In [4]:
import pandas as pd
from tqdm import tqdm
from transformers import pipeline
import torch

In [5]:
device = torch.device('cuda' if torch.cuda.is_available() else 'cpu')

In [7]:
# Load the zero-shot classification pipeline
classifier = pipeline(
    "zero-shot-classification", 
    model="MoritzLaurer/DeBERTa-v3-base-mnli-fever-anli", device = device
)

# Define input file path and load the dataset
file_path = "data/reviews.csv"
df = pd.read_csv(file_path)

# Define column name containing reviews
review_column = "Review"

In [9]:
# Ensure the correct column exists
if review_column not in df.columns:
    raise ValueError(f"Column '{review_column}' not found in the dataset!")

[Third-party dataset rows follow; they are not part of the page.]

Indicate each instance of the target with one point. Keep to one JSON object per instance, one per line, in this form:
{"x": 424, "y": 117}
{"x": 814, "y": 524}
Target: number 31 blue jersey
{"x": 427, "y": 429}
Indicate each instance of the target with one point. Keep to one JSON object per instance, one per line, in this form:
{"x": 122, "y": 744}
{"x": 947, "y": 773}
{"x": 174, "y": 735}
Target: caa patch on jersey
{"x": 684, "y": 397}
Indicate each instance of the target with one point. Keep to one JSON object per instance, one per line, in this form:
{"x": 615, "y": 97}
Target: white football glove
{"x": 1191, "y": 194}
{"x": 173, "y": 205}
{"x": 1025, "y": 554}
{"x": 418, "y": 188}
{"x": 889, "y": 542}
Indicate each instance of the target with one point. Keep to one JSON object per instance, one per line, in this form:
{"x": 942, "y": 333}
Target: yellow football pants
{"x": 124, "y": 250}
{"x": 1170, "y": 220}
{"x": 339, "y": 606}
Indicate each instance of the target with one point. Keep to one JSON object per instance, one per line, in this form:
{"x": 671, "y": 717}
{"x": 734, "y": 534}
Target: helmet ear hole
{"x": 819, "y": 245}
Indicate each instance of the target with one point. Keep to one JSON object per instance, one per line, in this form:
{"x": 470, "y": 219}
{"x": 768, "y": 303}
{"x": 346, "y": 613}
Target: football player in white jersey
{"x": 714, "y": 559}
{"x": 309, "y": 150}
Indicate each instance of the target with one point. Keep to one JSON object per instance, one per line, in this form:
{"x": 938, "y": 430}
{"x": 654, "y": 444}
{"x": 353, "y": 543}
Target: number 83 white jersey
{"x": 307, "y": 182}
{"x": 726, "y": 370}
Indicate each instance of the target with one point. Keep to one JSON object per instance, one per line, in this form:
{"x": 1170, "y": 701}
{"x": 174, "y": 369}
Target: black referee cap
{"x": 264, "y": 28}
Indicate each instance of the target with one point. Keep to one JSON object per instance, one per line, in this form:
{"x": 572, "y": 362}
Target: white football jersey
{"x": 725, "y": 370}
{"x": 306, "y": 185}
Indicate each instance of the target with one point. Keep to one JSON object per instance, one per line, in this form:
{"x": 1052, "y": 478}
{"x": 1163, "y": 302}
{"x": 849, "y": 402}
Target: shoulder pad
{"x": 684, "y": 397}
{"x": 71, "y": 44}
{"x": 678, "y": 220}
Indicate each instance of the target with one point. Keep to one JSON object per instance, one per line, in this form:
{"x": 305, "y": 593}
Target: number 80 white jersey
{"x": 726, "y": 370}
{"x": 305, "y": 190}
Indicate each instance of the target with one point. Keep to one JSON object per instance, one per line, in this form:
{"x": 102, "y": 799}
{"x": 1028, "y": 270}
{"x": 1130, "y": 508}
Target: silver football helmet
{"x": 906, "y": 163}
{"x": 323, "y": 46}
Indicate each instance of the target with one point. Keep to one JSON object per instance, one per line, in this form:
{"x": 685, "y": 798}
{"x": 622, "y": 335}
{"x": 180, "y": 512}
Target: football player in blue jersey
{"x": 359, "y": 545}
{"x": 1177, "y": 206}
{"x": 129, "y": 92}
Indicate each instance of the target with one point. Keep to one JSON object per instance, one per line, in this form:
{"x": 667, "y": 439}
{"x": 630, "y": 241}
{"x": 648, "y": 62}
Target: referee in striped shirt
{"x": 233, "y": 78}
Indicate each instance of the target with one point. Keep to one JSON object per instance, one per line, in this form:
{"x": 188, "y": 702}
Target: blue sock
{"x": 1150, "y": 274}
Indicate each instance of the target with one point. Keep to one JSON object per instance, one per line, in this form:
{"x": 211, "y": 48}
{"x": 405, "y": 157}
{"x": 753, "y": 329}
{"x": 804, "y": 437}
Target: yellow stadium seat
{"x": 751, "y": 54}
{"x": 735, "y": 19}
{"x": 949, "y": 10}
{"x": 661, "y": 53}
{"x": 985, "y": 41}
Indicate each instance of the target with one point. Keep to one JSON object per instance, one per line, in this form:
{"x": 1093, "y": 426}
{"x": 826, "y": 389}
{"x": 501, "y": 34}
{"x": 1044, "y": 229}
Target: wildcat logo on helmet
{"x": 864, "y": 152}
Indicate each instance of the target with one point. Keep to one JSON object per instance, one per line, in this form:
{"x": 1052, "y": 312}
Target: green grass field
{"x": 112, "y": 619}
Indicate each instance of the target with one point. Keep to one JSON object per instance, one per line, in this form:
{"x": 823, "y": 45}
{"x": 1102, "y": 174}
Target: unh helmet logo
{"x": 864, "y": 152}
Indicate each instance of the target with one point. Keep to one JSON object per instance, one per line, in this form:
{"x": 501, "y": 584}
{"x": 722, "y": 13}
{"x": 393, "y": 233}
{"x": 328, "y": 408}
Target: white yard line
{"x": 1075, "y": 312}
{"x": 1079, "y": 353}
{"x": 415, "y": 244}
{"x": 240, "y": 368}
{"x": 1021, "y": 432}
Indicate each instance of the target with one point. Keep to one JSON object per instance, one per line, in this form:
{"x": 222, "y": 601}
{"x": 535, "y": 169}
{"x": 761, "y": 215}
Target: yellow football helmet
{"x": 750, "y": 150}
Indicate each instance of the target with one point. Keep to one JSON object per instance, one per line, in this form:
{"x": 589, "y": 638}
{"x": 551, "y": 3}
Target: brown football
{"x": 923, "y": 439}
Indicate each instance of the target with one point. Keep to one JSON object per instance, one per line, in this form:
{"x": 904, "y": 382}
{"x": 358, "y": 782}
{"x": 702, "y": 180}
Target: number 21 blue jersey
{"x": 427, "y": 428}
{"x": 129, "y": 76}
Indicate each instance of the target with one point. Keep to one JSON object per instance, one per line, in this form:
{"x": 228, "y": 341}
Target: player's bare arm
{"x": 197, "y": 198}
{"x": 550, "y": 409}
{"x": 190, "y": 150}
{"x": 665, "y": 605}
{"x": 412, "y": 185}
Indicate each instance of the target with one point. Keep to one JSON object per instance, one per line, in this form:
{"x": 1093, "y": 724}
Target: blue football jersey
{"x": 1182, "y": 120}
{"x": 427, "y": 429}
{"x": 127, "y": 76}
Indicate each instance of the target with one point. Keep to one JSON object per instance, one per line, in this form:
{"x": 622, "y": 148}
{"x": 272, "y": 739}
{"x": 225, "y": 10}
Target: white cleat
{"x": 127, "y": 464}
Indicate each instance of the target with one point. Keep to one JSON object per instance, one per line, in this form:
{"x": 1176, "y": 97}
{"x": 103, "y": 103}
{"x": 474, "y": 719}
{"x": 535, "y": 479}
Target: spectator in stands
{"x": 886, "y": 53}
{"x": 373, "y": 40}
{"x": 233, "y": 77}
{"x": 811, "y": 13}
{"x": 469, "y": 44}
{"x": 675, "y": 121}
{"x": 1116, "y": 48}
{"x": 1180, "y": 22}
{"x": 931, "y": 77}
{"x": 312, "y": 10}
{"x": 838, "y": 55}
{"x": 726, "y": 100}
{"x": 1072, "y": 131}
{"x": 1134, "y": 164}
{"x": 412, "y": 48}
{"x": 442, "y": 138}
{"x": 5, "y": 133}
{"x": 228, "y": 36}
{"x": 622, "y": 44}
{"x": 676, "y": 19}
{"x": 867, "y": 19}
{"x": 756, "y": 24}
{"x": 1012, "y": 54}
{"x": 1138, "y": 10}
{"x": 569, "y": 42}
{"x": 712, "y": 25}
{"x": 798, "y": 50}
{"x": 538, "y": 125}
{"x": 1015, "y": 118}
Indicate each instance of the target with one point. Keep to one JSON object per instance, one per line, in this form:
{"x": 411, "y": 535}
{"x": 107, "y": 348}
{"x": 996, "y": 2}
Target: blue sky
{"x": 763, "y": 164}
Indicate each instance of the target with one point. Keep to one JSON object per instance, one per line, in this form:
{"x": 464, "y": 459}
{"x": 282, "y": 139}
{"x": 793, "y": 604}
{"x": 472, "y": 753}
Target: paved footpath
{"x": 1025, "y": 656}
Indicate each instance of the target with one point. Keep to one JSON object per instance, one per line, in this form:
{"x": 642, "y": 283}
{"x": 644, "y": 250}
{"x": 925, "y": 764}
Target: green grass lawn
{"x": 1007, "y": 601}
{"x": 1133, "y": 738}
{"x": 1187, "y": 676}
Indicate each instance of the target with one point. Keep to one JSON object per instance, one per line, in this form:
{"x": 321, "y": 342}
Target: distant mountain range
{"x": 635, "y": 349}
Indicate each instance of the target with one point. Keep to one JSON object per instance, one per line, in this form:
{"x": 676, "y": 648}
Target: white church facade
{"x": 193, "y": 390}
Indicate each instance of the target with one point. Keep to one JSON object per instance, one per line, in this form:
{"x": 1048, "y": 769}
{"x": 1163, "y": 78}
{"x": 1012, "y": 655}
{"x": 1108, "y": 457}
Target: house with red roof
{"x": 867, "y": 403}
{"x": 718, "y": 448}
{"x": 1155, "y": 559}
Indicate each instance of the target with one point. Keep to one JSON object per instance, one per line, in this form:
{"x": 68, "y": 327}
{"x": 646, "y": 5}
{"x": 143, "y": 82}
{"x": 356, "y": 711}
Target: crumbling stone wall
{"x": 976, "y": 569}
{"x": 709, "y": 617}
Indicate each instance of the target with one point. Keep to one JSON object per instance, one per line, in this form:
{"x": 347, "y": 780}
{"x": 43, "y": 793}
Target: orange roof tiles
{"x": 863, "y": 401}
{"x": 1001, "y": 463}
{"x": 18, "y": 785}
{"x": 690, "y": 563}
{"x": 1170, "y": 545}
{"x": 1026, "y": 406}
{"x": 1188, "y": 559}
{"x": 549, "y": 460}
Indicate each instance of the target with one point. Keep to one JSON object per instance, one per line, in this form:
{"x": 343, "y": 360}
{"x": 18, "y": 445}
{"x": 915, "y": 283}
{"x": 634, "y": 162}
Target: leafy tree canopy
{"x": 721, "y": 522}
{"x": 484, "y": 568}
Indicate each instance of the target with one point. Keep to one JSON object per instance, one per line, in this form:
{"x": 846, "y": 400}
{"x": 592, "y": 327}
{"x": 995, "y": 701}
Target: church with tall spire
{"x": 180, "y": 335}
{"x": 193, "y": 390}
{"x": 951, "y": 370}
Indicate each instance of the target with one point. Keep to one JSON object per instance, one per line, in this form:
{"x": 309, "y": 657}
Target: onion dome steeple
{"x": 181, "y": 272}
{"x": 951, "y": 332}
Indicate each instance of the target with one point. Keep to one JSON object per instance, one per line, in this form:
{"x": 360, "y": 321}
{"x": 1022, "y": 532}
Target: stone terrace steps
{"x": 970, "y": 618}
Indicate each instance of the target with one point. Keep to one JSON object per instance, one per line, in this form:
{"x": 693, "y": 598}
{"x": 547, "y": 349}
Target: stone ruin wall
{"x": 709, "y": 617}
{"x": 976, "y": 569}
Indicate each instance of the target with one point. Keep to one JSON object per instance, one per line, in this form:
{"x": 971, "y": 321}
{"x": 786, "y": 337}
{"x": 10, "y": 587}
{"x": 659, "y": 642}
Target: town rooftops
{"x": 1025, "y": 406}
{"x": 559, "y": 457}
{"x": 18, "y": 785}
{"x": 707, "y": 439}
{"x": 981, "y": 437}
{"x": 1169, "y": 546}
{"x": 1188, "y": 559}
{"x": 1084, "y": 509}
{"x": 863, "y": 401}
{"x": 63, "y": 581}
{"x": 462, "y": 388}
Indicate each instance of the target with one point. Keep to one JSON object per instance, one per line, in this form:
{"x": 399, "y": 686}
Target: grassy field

# Define candidate labels and initialize output columns
candidate_labels = [
    "Talks about driving experience", 
    "Talks about features", 
    "Talks about value for money", 
    "Talks about issues", 
    "Other"
]
df["talks_about"] = ""
df["sentiment"] = ""

In [10]:
# Classification logic
def classify_review(review_text):
    output = classifier(review_text, candidate_labels, multi_label=False)
    category = output["labels"][0]  # The top label is the most likely category
    sentiment = "Positive" if output["scores"][0] > 0.5 else "Negative"
    return category, sentiment

In [11]:
# Apply classification with progress bar
print("Classifying reviews...")
for idx, row in tqdm(df.iterrows(), total=len(df), desc="Processing"):
    category, sentiment = classify_review(row[review_column])
    df.at[idx, "talks_about"] = category
    df.at[idx, "sentiment"] = sentiment

Classifying reviews...


Processing:   0%|          | 0/5925 [00:00<?, ?it/s]Asking to truncate to max_length but no maximum length is provided and the model has no predefined maximum length. Default to no truncation.
Processing:   0%|          | 10/5925 [00:02<15:10,  6.50it/s] You seem to be using the pipelines sequentially on GPU. In order to maximize efficiency please use a dataset
Processing: 100%|██████████| 5925/5925 [11:44<00:00,  8.41it/s]


In [12]:
# Save the classified data
output_file = "data/reviews_with_sentiments_deberta.csv"
df.to_csv(output_file, index=False)
print(f"Classification complete. Results saved to '{output_file}'.")

Classification complete. Results saved to 'data/reviews_with_sentiments_deberta.csv'.